En outre, je ne suis pas totalement convaincu par le caractère général que le piqué d’enfer des objectifs récents donne à leurs clichés. Je trouve les images qu’ils produisent « sèches ». Cela concerne les objectifs haut de gamme récemment produits, toutes marques confondues. Je ne nie évidemment pas l’avancée que représentent les capteurs plus riches en pixels. Alors qu’on a cru un moment que la course s’arrêterait à 24Mp pour le format 24 x 36, elle est repartie de plus belle, parallèlement à celle de la sensibilité. J’ai déjà dit ce que je pensais de la motivation d’ordre purement technologique de cette course, je n’y reviendrai donc pas ici.

Je pense néanmoins que ce piqué, indispensable dans certains cas, peut aussi ne pas laisser de place à la construction de la photo dans nombre d’autres cas et même occulter d’autres composantes de cette construction, interdire de facto le flou, l’indécis, le fluide, le doux, le suggéré, l’équivoque ; ne plus permettre que le précis, le constat, l’explicite, le dur, l’univoque, le simpliste. Surtout que, visiblement, ces objectifs donnent tous le même type d’image.

À l’inverse, je pense que la photographie a besoin des 2 pour pouvoir exprimer toute la palette de sa richesse potentielle.

 

 

Mon carré magique

Il est donc composé d’un boîtier : le K-1 et de 3 zooms.

Un seul boîtier, car j’ai confiance en lui et sa fiabilité. Que je ne veux pas aggraver l’état de mes cervicales… Et subsidiairement, que je n’éprouve plus le besoin d’avoir 2 boîtiers.

Et le K-1, car il donne de très bonnes images en FF, mais si nécessaire aussi en APS-C. Sa bivalence permet de multiplier par 2 le nombre de focales que l’on met dessus (voir plus loin). Malgré son poids de 1010 g, son volume reste très bien maîtrisé. Il est d’ailleurs le plus compact de tous les reflex de sa catégorie. Quand on prend en mains le K-5, on regrette que le K-1 ne soit pas aussi compact, mais c’est un rêve illusoire, même si c’est dommage.

Trois objectifs, trois zooms qui couvrent mes besoins réels. Vous remarquerez que ces 3 zooms de base correspondent assez à la triplette des DFA sortis après le K-1 :

20-35 ~ 15-30 avec « juste » 5 mm de glissement et 1 diaph (!)
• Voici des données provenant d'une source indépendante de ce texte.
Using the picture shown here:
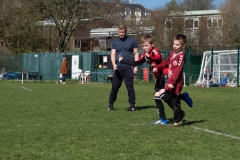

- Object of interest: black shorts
[154,76,165,92]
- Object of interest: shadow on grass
[136,106,156,110]
[165,118,207,126]
[184,120,207,126]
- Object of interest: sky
[132,0,224,9]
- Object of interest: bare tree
[220,0,240,46]
[179,0,216,11]
[33,0,118,52]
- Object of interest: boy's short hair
[118,24,127,33]
[141,34,154,44]
[174,34,187,45]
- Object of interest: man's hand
[168,84,174,88]
[118,56,123,62]
[145,53,150,57]
[153,68,157,73]
[113,64,118,70]
[133,67,138,74]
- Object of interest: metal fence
[0,50,202,85]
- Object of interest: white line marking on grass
[191,126,240,140]
[129,123,146,126]
[21,86,32,91]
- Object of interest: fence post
[237,46,240,86]
[211,48,213,72]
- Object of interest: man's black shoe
[126,106,136,111]
[108,105,115,111]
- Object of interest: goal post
[195,49,239,87]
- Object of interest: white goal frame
[195,50,238,87]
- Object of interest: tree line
[0,0,240,54]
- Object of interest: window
[185,20,193,28]
[74,39,80,48]
[165,20,172,30]
[145,11,151,18]
[135,10,141,17]
[185,19,199,29]
[125,8,131,18]
[208,17,223,28]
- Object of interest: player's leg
[179,92,193,108]
[152,79,168,124]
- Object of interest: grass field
[0,81,240,160]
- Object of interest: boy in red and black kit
[119,34,192,124]
[119,34,168,124]
[157,34,186,126]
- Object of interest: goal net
[195,50,238,87]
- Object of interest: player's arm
[111,49,117,70]
[119,54,145,66]
[168,54,186,86]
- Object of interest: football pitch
[0,81,240,160]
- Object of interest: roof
[183,10,220,16]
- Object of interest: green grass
[0,81,240,160]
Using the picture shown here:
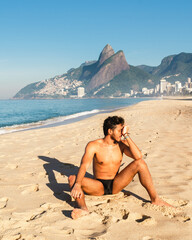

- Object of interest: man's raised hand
[122,125,129,136]
[71,183,83,199]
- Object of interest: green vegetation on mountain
[137,52,192,83]
[89,65,156,97]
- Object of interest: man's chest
[94,147,123,164]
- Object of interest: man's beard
[111,136,120,144]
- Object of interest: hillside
[13,44,192,99]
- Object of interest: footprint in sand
[0,197,8,209]
[6,163,19,170]
[1,233,22,240]
[142,198,191,222]
[18,184,39,194]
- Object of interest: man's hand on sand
[122,125,129,136]
[71,183,83,199]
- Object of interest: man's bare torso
[93,139,123,179]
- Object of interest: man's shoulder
[87,139,103,147]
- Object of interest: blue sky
[0,0,192,99]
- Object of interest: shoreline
[0,98,161,135]
[0,100,192,240]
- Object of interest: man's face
[111,124,123,142]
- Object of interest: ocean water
[0,98,156,134]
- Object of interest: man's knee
[134,158,147,171]
[68,175,76,188]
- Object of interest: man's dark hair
[103,116,125,136]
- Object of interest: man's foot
[151,198,175,208]
[71,208,89,219]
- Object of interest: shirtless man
[68,116,170,219]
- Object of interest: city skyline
[0,0,192,99]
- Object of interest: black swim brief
[97,178,114,195]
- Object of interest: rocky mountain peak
[98,44,115,66]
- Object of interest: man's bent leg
[113,159,171,206]
[68,175,104,219]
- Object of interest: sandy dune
[0,100,192,240]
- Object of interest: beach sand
[0,100,192,240]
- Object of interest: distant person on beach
[68,116,170,219]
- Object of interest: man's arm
[71,142,95,199]
[122,126,142,160]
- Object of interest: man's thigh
[113,161,137,194]
[81,177,104,196]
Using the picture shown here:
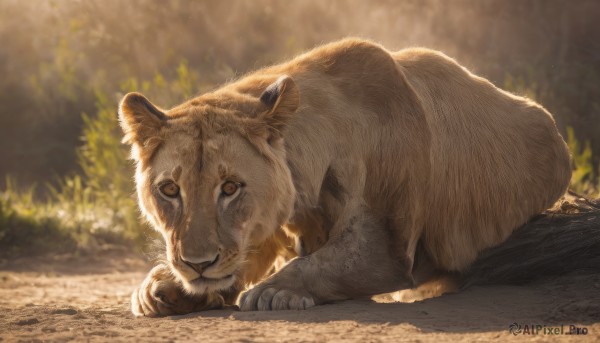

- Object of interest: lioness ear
[260,75,300,133]
[119,93,167,147]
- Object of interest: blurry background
[0,0,600,257]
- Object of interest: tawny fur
[120,39,571,318]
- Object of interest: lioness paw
[131,264,224,317]
[240,285,315,311]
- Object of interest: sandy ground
[0,251,600,342]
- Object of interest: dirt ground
[0,251,600,342]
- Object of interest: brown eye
[221,181,240,196]
[159,182,179,198]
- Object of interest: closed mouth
[189,274,235,289]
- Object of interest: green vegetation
[0,66,198,257]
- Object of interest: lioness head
[119,76,299,294]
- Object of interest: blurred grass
[0,0,600,256]
[0,61,200,258]
[0,66,600,257]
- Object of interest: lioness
[119,39,571,316]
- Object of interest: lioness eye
[159,182,179,198]
[221,181,240,196]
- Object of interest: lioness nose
[181,254,219,275]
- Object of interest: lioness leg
[240,212,413,311]
[131,264,225,317]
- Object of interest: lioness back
[120,39,571,314]
[393,49,571,270]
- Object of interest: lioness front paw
[240,285,315,311]
[131,264,224,317]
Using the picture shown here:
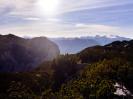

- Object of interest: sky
[0,0,133,38]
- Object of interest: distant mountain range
[0,34,60,72]
[50,35,130,54]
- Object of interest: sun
[37,0,59,16]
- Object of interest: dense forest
[0,41,133,99]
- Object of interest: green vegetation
[0,41,133,99]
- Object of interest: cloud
[0,0,133,37]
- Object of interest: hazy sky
[0,0,133,38]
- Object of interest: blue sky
[0,0,133,38]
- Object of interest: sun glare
[37,0,59,16]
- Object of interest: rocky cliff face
[0,34,60,72]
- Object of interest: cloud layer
[0,0,133,37]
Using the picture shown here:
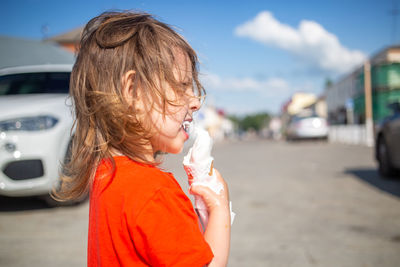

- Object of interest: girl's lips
[181,128,189,141]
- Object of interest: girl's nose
[189,96,200,112]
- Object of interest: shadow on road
[0,196,50,212]
[345,169,400,198]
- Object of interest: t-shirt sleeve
[131,189,213,266]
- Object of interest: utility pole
[364,60,374,147]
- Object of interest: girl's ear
[122,70,136,105]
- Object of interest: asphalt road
[0,140,400,267]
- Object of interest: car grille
[3,159,44,180]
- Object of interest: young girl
[57,9,230,266]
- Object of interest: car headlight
[0,116,58,132]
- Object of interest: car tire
[377,136,395,177]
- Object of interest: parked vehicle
[375,102,400,177]
[286,114,328,140]
[0,65,73,201]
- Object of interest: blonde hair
[53,11,204,200]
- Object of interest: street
[0,140,400,267]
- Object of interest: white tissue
[183,127,235,228]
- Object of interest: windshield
[0,72,71,95]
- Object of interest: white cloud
[235,11,366,74]
[202,73,290,95]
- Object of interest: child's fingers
[189,184,216,199]
[190,185,223,212]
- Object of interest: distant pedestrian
[55,9,230,266]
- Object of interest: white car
[286,115,328,140]
[0,65,73,203]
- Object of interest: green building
[353,47,400,124]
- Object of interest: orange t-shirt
[88,156,213,267]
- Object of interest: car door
[388,112,400,168]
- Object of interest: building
[45,27,83,53]
[325,46,400,125]
[0,36,75,68]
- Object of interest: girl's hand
[190,169,229,215]
[190,169,231,267]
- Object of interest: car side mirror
[388,102,400,114]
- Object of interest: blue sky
[0,0,400,114]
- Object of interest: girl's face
[150,53,200,154]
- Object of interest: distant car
[375,102,400,177]
[286,115,328,140]
[0,65,73,205]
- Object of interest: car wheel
[378,137,395,177]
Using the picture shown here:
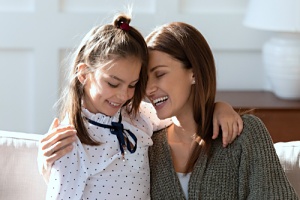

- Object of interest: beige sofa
[0,131,300,200]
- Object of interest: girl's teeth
[109,102,120,106]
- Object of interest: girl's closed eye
[128,84,136,88]
[155,72,166,78]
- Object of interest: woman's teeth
[153,96,168,106]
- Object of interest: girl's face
[146,50,194,119]
[79,56,142,116]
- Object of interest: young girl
[43,15,241,200]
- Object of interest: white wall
[0,0,270,134]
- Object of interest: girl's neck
[168,114,197,143]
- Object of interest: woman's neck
[169,115,197,143]
[167,113,196,173]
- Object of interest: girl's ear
[191,71,196,85]
[77,63,87,85]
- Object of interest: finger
[44,137,76,157]
[42,118,59,141]
[41,127,76,152]
[45,145,73,168]
[212,120,220,139]
[221,123,229,147]
[232,122,239,141]
[238,117,244,135]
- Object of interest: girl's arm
[37,119,76,183]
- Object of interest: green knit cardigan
[149,115,298,200]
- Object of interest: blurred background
[0,0,272,134]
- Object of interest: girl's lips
[107,101,122,108]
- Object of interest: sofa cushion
[0,131,47,200]
[274,141,300,197]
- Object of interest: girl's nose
[117,88,129,101]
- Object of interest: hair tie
[120,22,130,31]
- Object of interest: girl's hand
[37,118,76,183]
[212,102,243,147]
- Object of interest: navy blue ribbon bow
[86,113,137,160]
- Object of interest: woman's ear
[77,63,87,85]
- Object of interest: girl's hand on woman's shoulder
[212,102,243,147]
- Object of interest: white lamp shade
[244,0,300,32]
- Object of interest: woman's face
[79,57,142,116]
[146,50,194,119]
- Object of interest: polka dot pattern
[47,103,170,200]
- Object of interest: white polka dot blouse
[46,102,171,200]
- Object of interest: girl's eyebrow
[109,75,139,83]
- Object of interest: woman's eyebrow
[150,65,167,72]
[109,75,139,83]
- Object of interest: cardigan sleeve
[239,115,298,200]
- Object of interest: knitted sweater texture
[149,115,299,200]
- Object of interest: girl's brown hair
[146,22,216,172]
[59,14,148,145]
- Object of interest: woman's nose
[117,88,129,101]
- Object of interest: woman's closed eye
[107,82,119,88]
[155,72,166,78]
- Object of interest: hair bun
[114,14,131,31]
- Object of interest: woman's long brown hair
[146,22,216,172]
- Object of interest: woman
[146,22,298,200]
[38,14,244,199]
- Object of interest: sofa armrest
[0,131,47,200]
[274,141,300,197]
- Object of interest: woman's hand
[212,102,243,147]
[37,118,76,183]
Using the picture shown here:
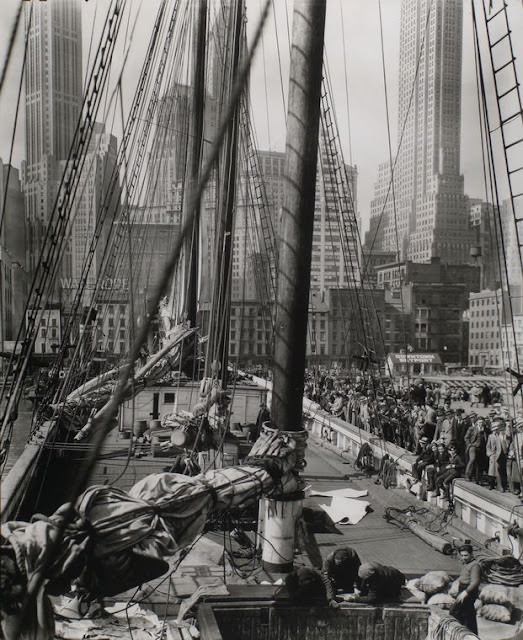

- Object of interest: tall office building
[22,0,82,271]
[0,165,27,344]
[367,0,474,264]
[500,200,523,288]
[62,123,120,304]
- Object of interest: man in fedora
[487,419,508,492]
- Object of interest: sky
[0,0,523,229]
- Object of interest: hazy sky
[0,0,523,228]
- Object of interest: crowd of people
[305,374,523,499]
[285,543,481,633]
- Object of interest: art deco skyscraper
[367,0,474,263]
[22,0,82,270]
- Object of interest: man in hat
[450,544,481,634]
[465,418,487,484]
[487,419,508,492]
[350,562,405,603]
[412,436,434,482]
[323,547,361,599]
[507,418,523,497]
[434,402,456,447]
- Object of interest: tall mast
[262,0,326,573]
[206,0,244,388]
[271,0,325,431]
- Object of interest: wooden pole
[262,0,325,573]
[271,0,326,431]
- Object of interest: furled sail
[0,430,303,640]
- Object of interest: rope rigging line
[14,1,269,616]
[472,6,519,415]
[0,2,127,450]
[0,3,33,245]
[23,0,178,438]
[472,4,520,380]
[0,2,22,94]
[320,62,413,448]
[363,0,434,273]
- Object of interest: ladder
[320,78,377,372]
[240,100,276,306]
[482,0,523,264]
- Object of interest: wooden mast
[271,0,325,431]
[262,0,326,573]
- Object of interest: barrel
[171,429,189,447]
[133,420,147,438]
28-75 ~ 24-70 avec les mêmes 5 mm de glissement

70-200 sans aucun glissement.

Sachant que sur le terrain je n’emporte que 1 ou 2 objectifs, je peux donc piocher, si besoin, dans les 3 objectifs dits « manuels ». Mais si le marché m’offrait des AF donnant le même genre d’images, je craquerais peut-être.

Un triangle 50 – 85 (90) – 135mm. Que des focales classiques, aussi bien en FF qu’en APS-C 75 -128 – 205 mm. Elles ne sont pas classiques par hasard, c’est la rencontre ancienne de capacités technologiques et de champ plaisant à l’œil humain.

Ce carré magique (et sa version allégée) est le résultat d’un besoin physique, plus que d’une volonté psychorigide de me déplacer léger (par moment je trouve que c’est encore trop lourd), le résultat du constat de l’utilisation réelle des objectifs.

La seule concession au rêve consiste à conserver les objectifs non utilisés parce que les vendre coûterait plus d’efforts que cela me rapporterait de satisfaction. Et puis l’attachement sentimental n’a pas de prix. Les vieux objectifs n’en ont plus non plus d’ailleurs ! Je ne suis probablement pas le seul à ne pas me séparer de vieux objectifs pour ce genre de raisons, avouées ou pas.